During the 1950s and 1960s, to serve agricultural development in the west and north of the country, Brazilian governments built thousands of kilometres of roads instead of more costly, but much more efficient, railroad tracks. This led the country to its present dependence on road-based transport rather than trains.

The realisation that Brazil needs farm revenues to underpin the foreign accounts led president Dilma Rousseff to prioritise infrastructure. However, a recent study by the Brazilian Institute of Logistics found that the cost to improve roads to a sufficient state is 19 times more than the government’s current budget for such improvements.

One road project of significance is the paving of the BR-163, which connects the central Mato Grosso region with northern Amazon ports. Farmers have been waiting for asphalt along the infamous highway for more than a decade. Yet despite work progressing, it still may be a further two years away.

Along with reducing internal trucking costs for grains and soya beans, it is expected that the road would decrease sea shipping costs to markets such as the EU compared with ports in southern Brazil.
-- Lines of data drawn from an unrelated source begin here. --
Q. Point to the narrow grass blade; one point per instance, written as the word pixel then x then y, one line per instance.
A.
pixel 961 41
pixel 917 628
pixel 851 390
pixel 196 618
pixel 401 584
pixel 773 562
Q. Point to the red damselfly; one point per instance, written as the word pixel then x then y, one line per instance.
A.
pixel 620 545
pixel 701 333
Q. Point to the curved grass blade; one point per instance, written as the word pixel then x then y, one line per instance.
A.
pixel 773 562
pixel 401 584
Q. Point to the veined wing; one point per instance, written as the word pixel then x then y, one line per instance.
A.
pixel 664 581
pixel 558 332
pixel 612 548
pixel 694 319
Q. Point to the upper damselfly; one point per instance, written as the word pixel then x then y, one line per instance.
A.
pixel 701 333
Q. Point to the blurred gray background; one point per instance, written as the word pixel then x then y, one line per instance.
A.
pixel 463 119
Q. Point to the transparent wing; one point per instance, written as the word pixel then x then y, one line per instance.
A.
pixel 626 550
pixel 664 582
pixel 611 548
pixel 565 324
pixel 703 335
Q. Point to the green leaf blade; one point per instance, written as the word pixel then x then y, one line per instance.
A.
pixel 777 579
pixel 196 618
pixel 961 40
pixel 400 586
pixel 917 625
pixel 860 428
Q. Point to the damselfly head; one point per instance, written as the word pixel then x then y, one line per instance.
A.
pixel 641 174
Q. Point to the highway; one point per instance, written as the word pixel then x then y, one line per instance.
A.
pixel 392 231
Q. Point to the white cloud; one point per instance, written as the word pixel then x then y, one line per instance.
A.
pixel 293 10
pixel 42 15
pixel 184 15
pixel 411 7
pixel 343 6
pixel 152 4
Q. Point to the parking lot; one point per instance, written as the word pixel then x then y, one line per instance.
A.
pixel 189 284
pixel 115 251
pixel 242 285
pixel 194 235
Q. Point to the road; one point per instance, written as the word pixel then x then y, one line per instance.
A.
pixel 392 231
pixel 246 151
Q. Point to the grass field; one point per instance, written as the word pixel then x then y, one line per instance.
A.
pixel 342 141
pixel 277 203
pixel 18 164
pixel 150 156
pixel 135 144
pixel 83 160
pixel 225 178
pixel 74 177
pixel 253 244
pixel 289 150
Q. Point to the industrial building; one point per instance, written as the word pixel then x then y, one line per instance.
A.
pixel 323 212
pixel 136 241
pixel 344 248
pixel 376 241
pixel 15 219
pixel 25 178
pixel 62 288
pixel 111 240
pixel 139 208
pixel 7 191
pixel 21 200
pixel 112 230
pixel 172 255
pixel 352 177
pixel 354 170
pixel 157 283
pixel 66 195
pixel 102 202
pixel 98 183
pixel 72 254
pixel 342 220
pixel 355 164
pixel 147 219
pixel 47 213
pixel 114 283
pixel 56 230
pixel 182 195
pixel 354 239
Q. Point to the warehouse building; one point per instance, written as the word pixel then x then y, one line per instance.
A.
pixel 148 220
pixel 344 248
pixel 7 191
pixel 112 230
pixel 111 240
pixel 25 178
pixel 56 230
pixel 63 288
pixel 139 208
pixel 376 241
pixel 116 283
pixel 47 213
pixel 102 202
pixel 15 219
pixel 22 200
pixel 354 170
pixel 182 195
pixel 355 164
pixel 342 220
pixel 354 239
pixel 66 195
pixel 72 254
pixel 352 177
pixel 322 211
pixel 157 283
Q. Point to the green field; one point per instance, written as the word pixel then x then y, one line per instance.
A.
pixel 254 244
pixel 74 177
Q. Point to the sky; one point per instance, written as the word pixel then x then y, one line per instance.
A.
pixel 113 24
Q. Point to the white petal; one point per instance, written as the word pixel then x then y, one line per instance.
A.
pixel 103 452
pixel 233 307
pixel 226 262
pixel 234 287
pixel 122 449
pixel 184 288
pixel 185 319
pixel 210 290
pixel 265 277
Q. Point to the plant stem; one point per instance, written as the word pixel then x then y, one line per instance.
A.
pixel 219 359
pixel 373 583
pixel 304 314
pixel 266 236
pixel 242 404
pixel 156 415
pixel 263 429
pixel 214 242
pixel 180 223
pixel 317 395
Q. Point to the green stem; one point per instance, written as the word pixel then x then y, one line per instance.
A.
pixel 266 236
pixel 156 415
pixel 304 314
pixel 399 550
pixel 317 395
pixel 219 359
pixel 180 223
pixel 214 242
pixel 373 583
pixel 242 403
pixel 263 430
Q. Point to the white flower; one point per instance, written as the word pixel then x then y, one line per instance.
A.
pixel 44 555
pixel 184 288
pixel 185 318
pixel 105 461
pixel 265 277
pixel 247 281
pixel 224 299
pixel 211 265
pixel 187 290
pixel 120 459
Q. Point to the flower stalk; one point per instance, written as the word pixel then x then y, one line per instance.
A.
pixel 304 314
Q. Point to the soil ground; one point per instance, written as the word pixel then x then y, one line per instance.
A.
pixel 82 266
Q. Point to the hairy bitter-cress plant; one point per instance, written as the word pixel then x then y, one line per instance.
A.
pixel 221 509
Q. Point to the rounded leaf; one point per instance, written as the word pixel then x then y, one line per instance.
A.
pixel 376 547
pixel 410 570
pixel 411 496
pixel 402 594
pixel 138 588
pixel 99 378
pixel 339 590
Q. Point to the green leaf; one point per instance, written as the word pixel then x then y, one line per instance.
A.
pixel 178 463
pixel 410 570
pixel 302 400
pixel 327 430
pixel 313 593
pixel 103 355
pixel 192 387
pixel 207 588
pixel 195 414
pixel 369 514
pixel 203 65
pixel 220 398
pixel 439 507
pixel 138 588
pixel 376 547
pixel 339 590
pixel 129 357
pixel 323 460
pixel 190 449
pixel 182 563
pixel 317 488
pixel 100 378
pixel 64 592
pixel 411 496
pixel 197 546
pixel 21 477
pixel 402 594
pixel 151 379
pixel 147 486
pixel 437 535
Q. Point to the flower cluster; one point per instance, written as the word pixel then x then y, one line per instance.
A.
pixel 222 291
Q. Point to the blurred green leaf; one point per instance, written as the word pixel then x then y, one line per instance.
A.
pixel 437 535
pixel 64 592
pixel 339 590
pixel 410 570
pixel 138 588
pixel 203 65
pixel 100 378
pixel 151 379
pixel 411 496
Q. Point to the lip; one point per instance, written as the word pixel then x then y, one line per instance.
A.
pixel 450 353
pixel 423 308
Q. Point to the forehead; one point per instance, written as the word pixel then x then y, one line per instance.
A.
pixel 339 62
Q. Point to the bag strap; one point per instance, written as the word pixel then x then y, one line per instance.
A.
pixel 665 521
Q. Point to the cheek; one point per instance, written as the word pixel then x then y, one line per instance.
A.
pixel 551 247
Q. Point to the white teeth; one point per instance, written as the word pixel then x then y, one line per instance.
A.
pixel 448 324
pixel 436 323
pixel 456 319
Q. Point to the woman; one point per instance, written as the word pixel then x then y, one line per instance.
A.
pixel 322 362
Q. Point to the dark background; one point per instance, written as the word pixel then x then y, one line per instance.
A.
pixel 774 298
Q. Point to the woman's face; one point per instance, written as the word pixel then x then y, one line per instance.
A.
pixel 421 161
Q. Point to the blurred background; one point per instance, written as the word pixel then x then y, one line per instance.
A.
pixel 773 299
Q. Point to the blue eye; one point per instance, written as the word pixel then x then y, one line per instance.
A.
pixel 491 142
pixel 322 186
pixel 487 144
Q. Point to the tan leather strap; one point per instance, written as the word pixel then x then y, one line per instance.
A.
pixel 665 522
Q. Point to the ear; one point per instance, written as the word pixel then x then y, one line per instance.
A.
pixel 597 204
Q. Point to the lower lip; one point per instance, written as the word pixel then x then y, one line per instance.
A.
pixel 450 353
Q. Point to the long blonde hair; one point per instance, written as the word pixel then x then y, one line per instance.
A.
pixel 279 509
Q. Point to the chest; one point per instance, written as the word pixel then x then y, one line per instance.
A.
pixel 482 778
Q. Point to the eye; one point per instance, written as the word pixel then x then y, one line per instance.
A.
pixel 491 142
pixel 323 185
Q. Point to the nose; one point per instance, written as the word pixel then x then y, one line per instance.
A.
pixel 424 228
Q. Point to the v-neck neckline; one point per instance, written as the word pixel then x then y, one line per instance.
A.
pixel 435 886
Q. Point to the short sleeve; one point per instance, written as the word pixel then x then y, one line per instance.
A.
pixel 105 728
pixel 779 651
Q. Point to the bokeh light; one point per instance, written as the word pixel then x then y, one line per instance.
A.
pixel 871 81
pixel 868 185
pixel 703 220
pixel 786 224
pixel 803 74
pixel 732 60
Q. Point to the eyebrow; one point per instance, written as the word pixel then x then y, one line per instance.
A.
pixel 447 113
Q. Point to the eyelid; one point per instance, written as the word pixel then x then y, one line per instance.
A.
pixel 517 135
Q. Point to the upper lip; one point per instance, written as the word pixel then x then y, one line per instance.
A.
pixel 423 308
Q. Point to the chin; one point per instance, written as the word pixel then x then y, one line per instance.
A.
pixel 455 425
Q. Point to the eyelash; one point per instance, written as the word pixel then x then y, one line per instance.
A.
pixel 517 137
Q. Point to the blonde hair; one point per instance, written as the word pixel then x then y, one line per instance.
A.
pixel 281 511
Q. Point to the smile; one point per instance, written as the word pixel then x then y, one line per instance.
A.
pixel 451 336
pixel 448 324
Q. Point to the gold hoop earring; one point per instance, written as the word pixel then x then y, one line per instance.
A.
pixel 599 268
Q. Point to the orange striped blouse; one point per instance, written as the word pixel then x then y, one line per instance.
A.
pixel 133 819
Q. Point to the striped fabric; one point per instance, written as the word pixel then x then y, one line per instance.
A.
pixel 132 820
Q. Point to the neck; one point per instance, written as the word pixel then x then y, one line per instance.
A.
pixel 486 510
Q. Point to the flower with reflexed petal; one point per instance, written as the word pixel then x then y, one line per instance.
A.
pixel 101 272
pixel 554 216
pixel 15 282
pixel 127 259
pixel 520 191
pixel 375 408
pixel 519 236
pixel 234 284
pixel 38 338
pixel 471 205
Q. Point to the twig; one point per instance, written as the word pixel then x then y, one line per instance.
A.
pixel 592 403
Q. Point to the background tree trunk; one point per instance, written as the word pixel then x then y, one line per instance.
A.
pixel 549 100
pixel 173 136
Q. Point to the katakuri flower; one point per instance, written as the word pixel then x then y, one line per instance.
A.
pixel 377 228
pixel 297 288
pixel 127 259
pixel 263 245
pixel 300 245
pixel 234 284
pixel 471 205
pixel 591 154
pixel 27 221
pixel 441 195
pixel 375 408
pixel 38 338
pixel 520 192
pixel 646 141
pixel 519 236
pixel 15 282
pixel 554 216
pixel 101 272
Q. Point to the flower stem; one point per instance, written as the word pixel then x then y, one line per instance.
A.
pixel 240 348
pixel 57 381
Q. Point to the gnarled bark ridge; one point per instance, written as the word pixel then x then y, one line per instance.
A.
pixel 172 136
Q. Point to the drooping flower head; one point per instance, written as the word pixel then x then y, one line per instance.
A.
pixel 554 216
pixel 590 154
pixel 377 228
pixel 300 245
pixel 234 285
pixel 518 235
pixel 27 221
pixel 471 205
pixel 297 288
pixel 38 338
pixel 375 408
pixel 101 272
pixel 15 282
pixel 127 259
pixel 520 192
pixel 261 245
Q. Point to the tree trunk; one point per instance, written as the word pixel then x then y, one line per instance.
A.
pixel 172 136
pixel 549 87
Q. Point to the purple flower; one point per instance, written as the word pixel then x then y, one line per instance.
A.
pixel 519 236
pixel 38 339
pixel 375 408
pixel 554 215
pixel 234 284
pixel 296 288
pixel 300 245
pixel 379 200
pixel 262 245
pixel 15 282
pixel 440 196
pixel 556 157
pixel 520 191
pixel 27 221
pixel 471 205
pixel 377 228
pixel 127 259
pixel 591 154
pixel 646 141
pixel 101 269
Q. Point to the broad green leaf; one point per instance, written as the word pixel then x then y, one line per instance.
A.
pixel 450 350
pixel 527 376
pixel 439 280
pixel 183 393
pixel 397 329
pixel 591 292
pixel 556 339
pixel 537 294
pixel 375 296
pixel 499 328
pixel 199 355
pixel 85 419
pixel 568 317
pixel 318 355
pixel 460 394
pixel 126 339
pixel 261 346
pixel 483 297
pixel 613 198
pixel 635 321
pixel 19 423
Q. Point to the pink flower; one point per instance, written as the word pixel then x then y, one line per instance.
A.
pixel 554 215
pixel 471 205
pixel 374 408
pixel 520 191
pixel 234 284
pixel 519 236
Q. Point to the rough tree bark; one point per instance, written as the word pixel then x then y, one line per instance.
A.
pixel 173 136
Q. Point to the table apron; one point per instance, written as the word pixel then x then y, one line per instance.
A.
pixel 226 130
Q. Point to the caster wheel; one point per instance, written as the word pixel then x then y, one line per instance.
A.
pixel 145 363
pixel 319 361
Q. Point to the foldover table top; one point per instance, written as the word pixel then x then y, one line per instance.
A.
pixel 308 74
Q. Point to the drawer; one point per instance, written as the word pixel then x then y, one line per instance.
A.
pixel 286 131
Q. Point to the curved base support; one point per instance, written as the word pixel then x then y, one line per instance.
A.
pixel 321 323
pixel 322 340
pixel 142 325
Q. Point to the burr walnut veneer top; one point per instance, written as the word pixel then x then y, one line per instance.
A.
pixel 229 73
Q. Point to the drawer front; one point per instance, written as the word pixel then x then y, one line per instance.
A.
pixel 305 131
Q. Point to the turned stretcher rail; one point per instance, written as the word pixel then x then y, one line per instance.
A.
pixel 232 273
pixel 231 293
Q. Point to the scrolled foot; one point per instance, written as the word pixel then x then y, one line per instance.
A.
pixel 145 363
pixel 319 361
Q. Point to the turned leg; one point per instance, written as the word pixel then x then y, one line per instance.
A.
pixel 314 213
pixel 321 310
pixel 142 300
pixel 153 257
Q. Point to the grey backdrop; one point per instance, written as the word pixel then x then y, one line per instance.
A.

The Brazilian Soya bean Producers Association estimates that transport costs will fall by at least $30/t for soya beans transported on this road.

Port infrastructure

Brazilian ports can be known for bottlenecks. In 2013, Credit Suisse noted that there was a “10-mile line of trucks waiting at gates to unload the crop and 200 ships waiting to load the cargo”. However, the recent privatisation process of several bulk sea port terminals has resulted in significant investment and a noticeable increase in efficiencies.

Infrastructure

Based on overall infrastructure quality, Brazil ranked 120 out of 144 countries surveyed by the World Economic Forum in 2014, with particularly poor results for roads. Brazil’s rankings have generally worsened over the past five years. As illustrated in the chart, Brazilian transport costs to China, the top global soya bean importer, are significantly higher than the US. In the top soya bean production state of Mato Grosso, transport costs as a portion of the total landed price were 31% compared with 16% in Iowa.

But this is not just a story about exports. Currently, much of Mato Grosso’s corn and soya bean harvests are trucked to poultry and livestock feeding operations in southern Brazil. The livestock is then shipped to northeast Brazil, where animal protein consumption is increasing rapidly. Rail improvements will allow for greater meat production in Mato Grosso and direct shipment to the northeast either for local consumption or export.

Comment

Despite planned improvements, poor logistics and transport infrastructure burdens Brazilian agriculture and influences the competitive position of the sector. In general, Brazil allocates a relatively low share of its agricultural support to infrastructure. While short-term benefits accrue to farmers from price support and credit programmes, in the longer run sector-wide investments can have a higher pay-off for farmers.

If Brazil transferred additional resources to public investment it should lead to improvements in agricultural productivity and hence the associated profitability of the sector.